The Lloyd George Museum is dedicated to the life and times of David Lloyd George, the Welshman who was Prime Minister of the United Kingdom from 1916 to 1922. It is located in Lloyd George's home village of Llanystumdwy, Wales, where he is buried, and is run by Gwynedd Council. It is normally open during the summer months and by appointment during the rest of the year.

The Lloyd George Museum Trust was founded in 1948, three years after the death of Lloyd George, and its secretary, Ann Parry, was the first curator of the museum. The main exhibition was opened in 1960, in the presence of Countess Lloyd-George of Dwyfor, Lloyd George's widow. It was housed in a new building designed by Clough Williams-Ellis, which was extended, refurbished and reopened in 1990. The opening ceremony was conducted by Lord Callaghan.

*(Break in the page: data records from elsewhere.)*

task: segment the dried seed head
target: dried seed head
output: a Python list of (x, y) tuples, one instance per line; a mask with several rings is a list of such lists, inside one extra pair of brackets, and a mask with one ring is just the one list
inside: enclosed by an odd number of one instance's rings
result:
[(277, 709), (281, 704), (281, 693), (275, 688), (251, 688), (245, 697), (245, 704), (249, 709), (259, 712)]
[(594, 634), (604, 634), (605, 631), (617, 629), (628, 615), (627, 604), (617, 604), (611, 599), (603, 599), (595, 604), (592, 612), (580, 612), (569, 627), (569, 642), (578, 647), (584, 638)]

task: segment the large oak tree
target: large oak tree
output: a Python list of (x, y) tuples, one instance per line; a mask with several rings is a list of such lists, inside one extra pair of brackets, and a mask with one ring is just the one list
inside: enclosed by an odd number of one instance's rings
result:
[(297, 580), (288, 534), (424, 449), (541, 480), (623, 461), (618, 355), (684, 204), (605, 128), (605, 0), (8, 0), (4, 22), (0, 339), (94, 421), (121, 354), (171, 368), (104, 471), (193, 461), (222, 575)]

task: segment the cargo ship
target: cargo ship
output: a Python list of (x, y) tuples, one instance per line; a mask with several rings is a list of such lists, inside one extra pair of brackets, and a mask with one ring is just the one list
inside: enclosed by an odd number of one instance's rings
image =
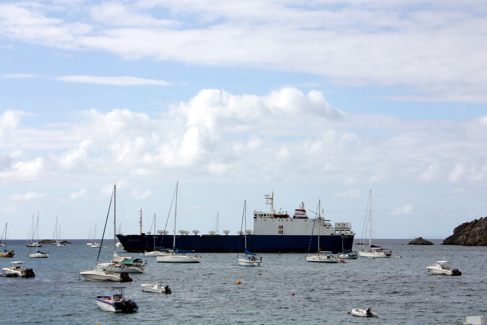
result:
[[(270, 205), (269, 212), (254, 211), (253, 230), (245, 229), (247, 248), (250, 251), (260, 253), (316, 252), (318, 249), (318, 235), (320, 250), (335, 253), (352, 250), (354, 236), (351, 225), (348, 222), (336, 222), (334, 227), (331, 220), (325, 220), (318, 214), (314, 218), (308, 217), (304, 204), (296, 209), (291, 216), (286, 212), (274, 209), (274, 192), (264, 195), (265, 204)], [(316, 213), (316, 212), (313, 212)], [(319, 213), (319, 211), (318, 211)], [(142, 218), (139, 223), (142, 222)], [(318, 231), (318, 227), (320, 227)], [(124, 249), (128, 252), (152, 251), (161, 248), (172, 249), (173, 234), (165, 230), (158, 230), (158, 234), (116, 235)], [(199, 230), (179, 230), (176, 236), (176, 247), (184, 250), (194, 250), (198, 253), (236, 253), (244, 247), (243, 232), (224, 234), (210, 231), (208, 234), (199, 235)]]

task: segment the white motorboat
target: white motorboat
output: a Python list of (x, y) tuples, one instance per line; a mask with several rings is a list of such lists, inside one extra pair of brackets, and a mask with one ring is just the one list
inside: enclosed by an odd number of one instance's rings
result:
[(151, 285), (149, 283), (143, 283), (140, 285), (144, 287), (143, 291), (149, 291), (150, 292), (155, 292), (156, 293), (170, 293), (172, 291), (169, 287), (169, 286), (166, 285), (163, 287), (159, 284)]
[[(369, 230), (369, 250), (365, 250), (363, 241), (360, 241), (360, 249), (358, 250), (358, 254), (363, 257), (391, 257), (392, 256), (392, 249), (385, 249), (378, 246), (372, 245), (372, 190), (369, 191), (369, 201), (367, 202), (367, 209), (369, 212), (368, 216), (366, 216), (364, 227), (362, 230), (361, 239), (363, 239), (364, 235), (366, 236), (367, 228)], [(368, 218), (368, 220), (367, 218)], [(365, 232), (365, 233), (364, 233)]]
[[(331, 251), (322, 251), (319, 250), (319, 237), (321, 235), (320, 232), (320, 229), (321, 227), (321, 200), (318, 200), (318, 213), (317, 213), (317, 217), (315, 217), (315, 220), (313, 224), (313, 228), (311, 230), (311, 239), (310, 240), (311, 241), (313, 240), (313, 232), (314, 231), (315, 228), (316, 227), (315, 224), (316, 223), (317, 221), (318, 222), (318, 253), (317, 255), (310, 255), (309, 254), (306, 256), (306, 260), (308, 262), (328, 262), (332, 263), (337, 263), (340, 261), (336, 255), (333, 254)], [(316, 213), (316, 212), (315, 212)], [(342, 237), (343, 239), (343, 237)], [(321, 255), (321, 253), (324, 253), (324, 255)]]
[[(244, 267), (260, 267), (262, 266), (262, 257), (261, 257), (260, 258), (258, 258), (256, 256), (257, 254), (255, 253), (251, 253), (248, 250), (247, 250), (247, 232), (248, 230), (247, 230), (247, 200), (245, 200), (244, 201), (244, 213), (242, 215), (242, 223), (244, 225), (244, 228), (245, 229), (245, 231), (244, 231), (244, 242), (245, 245), (245, 258), (240, 257), (239, 258), (239, 255), (240, 254), (240, 250), (239, 252), (237, 253), (237, 263), (239, 265), (242, 265)], [(240, 229), (240, 241), (242, 241), (242, 229)], [(240, 245), (239, 245), (239, 248), (240, 249)]]
[(169, 251), (169, 256), (157, 255), (156, 259), (157, 262), (167, 263), (201, 263), (203, 261), (201, 256), (199, 257), (197, 255), (187, 255), (187, 253), (194, 251), (194, 250), (183, 250), (176, 248), (176, 214), (178, 207), (178, 186), (179, 182), (176, 183), (176, 200), (174, 204), (174, 234), (172, 237), (172, 250)]
[(378, 316), (377, 313), (371, 310), (370, 308), (368, 308), (366, 309), (356, 308), (352, 309), (352, 314), (359, 317), (376, 317)]
[[(326, 253), (326, 254), (321, 255), (320, 253)], [(340, 261), (340, 259), (336, 254), (325, 251), (320, 251), (318, 255), (306, 256), (306, 259), (308, 262), (327, 262), (331, 263), (337, 263)]]
[(43, 257), (49, 257), (51, 255), (49, 255), (49, 253), (44, 253), (43, 251), (40, 251), (40, 250), (36, 250), (34, 253), (29, 253), (29, 257), (37, 257), (39, 258), (42, 258)]
[[(118, 256), (121, 257), (121, 256)], [(147, 265), (147, 260), (141, 260), (140, 258), (126, 259), (117, 263), (113, 263), (116, 260), (113, 259), (110, 263), (99, 263), (97, 266), (102, 268), (108, 268), (113, 270), (115, 273), (145, 273), (146, 266)]]
[(139, 310), (139, 306), (135, 302), (125, 299), (124, 289), (126, 289), (126, 287), (113, 287), (110, 288), (112, 290), (110, 296), (97, 296), (94, 298), (96, 306), (100, 309), (123, 313), (130, 313)]
[(96, 267), (94, 270), (83, 270), (79, 273), (85, 280), (91, 281), (119, 281), (127, 282), (132, 279), (126, 272), (120, 274), (115, 273), (112, 269), (108, 268)]
[(461, 275), (458, 268), (451, 268), (450, 261), (438, 261), (432, 267), (427, 267), (428, 271), (431, 274), (444, 275)]
[(32, 278), (36, 276), (36, 273), (32, 268), (24, 268), (21, 267), (20, 266), (25, 263), (25, 262), (18, 261), (10, 263), (14, 264), (13, 267), (3, 268), (2, 269), (6, 276), (21, 276), (25, 278)]
[(338, 256), (340, 259), (356, 259), (358, 257), (358, 254), (356, 251), (343, 250), (343, 253)]

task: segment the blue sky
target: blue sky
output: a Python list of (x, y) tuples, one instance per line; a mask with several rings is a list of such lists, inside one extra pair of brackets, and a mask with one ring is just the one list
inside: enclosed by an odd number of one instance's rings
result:
[(0, 222), (24, 238), (39, 210), (46, 237), (57, 217), (83, 238), (117, 183), (133, 232), (179, 180), (185, 230), (219, 211), (235, 232), (274, 191), (359, 236), (372, 189), (378, 237), (448, 236), (487, 215), (486, 20), (473, 1), (0, 2)]

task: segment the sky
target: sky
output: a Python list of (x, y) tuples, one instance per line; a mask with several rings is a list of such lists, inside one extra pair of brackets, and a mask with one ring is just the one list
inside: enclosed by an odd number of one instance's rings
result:
[(86, 238), (116, 184), (172, 229), (179, 181), (177, 230), (273, 191), (359, 239), (372, 190), (376, 238), (445, 238), (487, 215), (486, 50), (475, 0), (1, 1), (0, 224)]

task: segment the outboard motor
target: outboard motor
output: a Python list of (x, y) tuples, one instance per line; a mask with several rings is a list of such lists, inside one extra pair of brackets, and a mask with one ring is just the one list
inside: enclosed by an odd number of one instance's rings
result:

The museum also includes Highgate, the boyhood home of Lloyd George, which has been furnished and decorated to appear as it was in the late 19th century. The family was almost destitute following the death of Lloyd George's father, and was able to live there only through the generosity of his mother's brother Richard Lloyd (1834–1917), a shoemaker and clergyman. Richard's mother, the children's grandmother, also lived with them there.

Among the artefacts at the museum is Lloyd George's draft copy of the Conditions of Peace at Versailles. Other exhibits include deeds of freedom, documents and photographs. "Lloyd George's Crown" is a coin representing the first old age pension to be paid in Wales.